Marie qui ose, dans son “Magnificat”, les paroles bouleversant l’ordre bien établi, même en son temps. Marie qui vit son humilité plus qu’elle ne la proclame, et qui jamais ne la feint. Marie qui se soumet à un recensement de la population. Marie qui accouche dans les conditions les plus précaires. Marie qui émigre pour échapper à la colère d’Hérode. Marie qui perd son fils en plein pèlerinage et qui se met à sa recherche dans l’angoisse de toute mère. Marie qui se fait parfois rabrouer par Jésus pendant son ministère public. Marie qui partage un temps les inquiétudes des frères de Jésus au sujet de son équilibre psychique. Marie qui le laisse vivre sa vie de Fils de Dieu. Marie qui ne désertera pas le Calvaire au jour de la crucifixion de son enfant-Messie. Marie qui attendra dans la foi et la prière le matin de Pâques. Marie élevée jusqu’aux cieux sans connaître la corruption de la mort.

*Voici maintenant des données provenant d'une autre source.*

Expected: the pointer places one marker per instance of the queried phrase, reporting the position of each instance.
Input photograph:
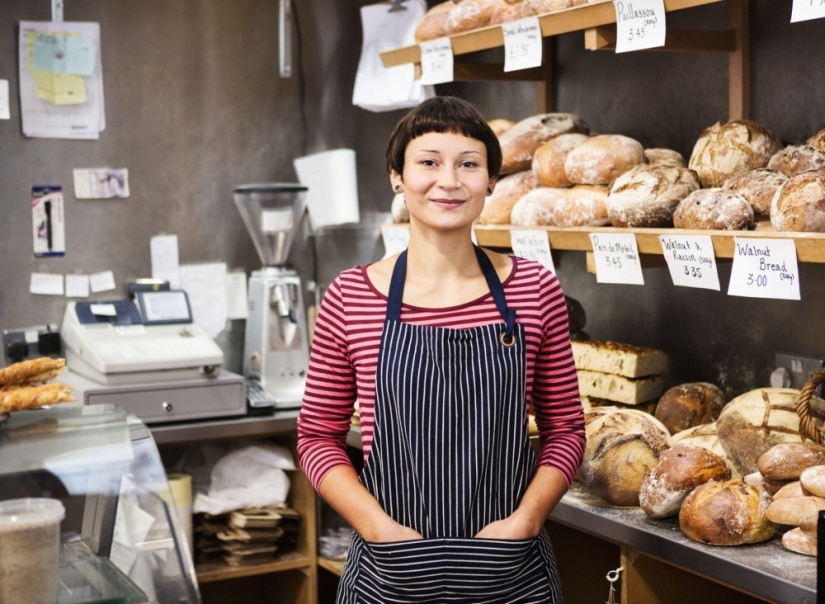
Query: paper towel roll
(332, 196)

Marie n’a pas été une “icône de vénération” pour ses proches en son temps, comme j’ai pu le lire et trouver un peu ridicule dans une méditation biblique un jour. Non, Marie a été une femme de chair et de sang, qui a porté dans ses entrailles maternelles cet enfant-là et sans doute d’autres après lui, et à laquelle nous autres femmes pouvons ressembler si nous demeurons fermes dans la Parole de Dieu, parole étonnante, déroutante et subversive s’il en est. Vivre l’Evangile jusqu’à l’extrême de la volonté de Dieu, plutôt que de se perdre dans d’inutiles pieuseries condamnées à demeurer stériles et anesthésiantes.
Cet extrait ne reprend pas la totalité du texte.